The intense media coverage of mass shooting incidents — from Columbine High School to Virginia Tech to the Pulse Nightclub — have spawned multiple social media campaigns to encourage media outlets to strictly limit the use of the accused killer’s name and instead focus on the victims.

The “Don’t Name Them” campaign, a collaboration between Texas State University, the I Love U Guys Foundation and the FBI, says it recognizes the balance between journalistic duty and sensationalism, arguing a line should be drawn early-on in a shooting event’s aftermath.

“It is journalistically routine to name the killer. It’s public record. And it is important to use their names and likenesses to apprehend them and bring them to justice,” the campaign writes on its website. “But once they are captured, it’s really no longer a part of the story, other than to create a call to action for a like-minded killer to take his plans and thoughts and make them into deeds.”

Wyllie wrote he “totally agrees” with Don’t Name Them, hence why he only uses a shooter’s name once in any article and for all subsequent mentions, he uses terms such as assailant, gunman, attacker, or terrorist.

Other high-profile news reporters have taken the criticism a step further and refused to name the killer entirely, such as CNN’s Anderson Cooper, who omitted the name of the Orlando Nightclub shooter during his coverage for the network in June.
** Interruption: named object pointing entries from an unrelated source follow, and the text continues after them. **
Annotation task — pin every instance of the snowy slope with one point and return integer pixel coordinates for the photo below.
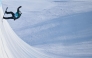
(60, 28)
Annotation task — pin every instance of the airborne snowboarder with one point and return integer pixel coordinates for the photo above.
(14, 15)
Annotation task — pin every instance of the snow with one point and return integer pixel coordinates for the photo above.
(61, 29)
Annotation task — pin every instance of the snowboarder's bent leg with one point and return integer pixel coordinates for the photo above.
(7, 17)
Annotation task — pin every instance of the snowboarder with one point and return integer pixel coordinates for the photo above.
(14, 15)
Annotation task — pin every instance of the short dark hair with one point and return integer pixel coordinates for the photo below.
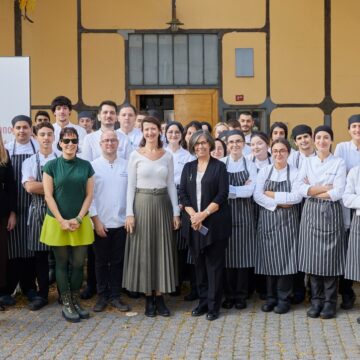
(282, 141)
(43, 124)
(67, 131)
(61, 101)
(195, 137)
(125, 105)
(155, 121)
(109, 103)
(281, 125)
(42, 113)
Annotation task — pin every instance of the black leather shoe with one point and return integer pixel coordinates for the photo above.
(227, 304)
(314, 311)
(150, 308)
(268, 306)
(192, 296)
(87, 293)
(328, 311)
(199, 311)
(212, 315)
(281, 308)
(348, 301)
(240, 304)
(100, 305)
(37, 303)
Fox News anchor Megyn Kelly said last year — after media debate broke out over an Oregon sheriff’s decision not to identify the gunman who killed nine people at Umpqua Community College in October 2015 and his request that news organizations follow suit — it’s understandable if print media names the suspect, but “TV gives infamy [he] probably desired. Don’t!”
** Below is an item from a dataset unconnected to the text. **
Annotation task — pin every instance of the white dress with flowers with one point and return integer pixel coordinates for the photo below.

Not every news outlet, however, agrees withholding names and motives of mass shooters is a “responsible decision.”

In a 2014 editorial, Al Thompkins, Senior Faculty for Broadcast and Online at Poynter, criticized Sun News in Canada for its policy of refusing to name the suspect or investigate his motivations in an attack that left three Royal Canadian Mounted Police officers dead in New Brunswick.
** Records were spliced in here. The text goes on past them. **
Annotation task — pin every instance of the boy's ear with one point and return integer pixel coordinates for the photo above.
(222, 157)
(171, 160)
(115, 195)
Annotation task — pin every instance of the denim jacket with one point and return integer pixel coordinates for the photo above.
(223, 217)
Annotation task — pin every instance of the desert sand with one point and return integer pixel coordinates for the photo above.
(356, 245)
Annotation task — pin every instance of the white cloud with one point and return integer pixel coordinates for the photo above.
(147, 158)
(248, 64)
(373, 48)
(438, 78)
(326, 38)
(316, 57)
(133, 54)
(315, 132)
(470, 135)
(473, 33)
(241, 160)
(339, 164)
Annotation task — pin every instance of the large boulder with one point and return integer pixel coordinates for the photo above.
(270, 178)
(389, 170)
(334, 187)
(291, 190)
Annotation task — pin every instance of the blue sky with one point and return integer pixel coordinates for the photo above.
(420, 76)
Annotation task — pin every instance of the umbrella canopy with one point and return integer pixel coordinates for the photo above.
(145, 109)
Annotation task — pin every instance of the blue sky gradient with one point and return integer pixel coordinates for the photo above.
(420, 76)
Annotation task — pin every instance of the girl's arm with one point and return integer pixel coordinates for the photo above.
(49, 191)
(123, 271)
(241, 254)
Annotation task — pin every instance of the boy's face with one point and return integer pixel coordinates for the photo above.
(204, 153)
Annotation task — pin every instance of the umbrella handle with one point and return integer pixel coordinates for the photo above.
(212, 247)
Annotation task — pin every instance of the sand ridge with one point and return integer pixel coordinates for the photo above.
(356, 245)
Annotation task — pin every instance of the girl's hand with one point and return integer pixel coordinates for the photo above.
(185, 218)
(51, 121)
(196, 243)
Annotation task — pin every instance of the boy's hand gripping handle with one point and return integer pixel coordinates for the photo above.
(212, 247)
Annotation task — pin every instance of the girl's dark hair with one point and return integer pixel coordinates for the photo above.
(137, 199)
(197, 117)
Sun News said “scouring” the killer’s Facebook page and speculating motive “could actually encourage the perception that his heinous acts are somehow justified.”

“The policy sets up a false dichotomy,” Thompkins said. “Either be irresponsible and speculate or don’t report at all. It ignores the possibility that full, thoughtful reporting might lead to understanding and even prevention.”

Thompkins then referred to investigative reports from PBS Frontline and The Hartford Courant in the wake of Sandy Hook that explored the shooter’s motivations, “how he grew up and what we could learn about him that could help us understand what lead up to the Sandy Hook shooting.”

“When we explore who the killers are, we come to more clearly understand their motives,” he said.

Washington Post columnist Erik Wemple implored other reporters to “ignore” the Oregon sheriff’s request because deep investigations into the lives of mass shooters “is a public service, not some nefarious ‘glorification’ quest.”

“And yes, it’s more critical to stopping future shootings than ‘focusing on the victims,” he said in an Oct. 2, 2015 editorial.

Wyllie said Wednesday he can’t control how CNN, the New York Times and other major news outlets report on mass shootings and doesn’t expect public demand for the coverage of such incidents will go away.

“In this day and age of an instant-gratification need for information on the part of the news media and the public, it is an impractical proposal that the killers’ names are simply buried and never uttered,” he wrote. “But we can all do a better job of shifting the focus and refraining from sensationalism.”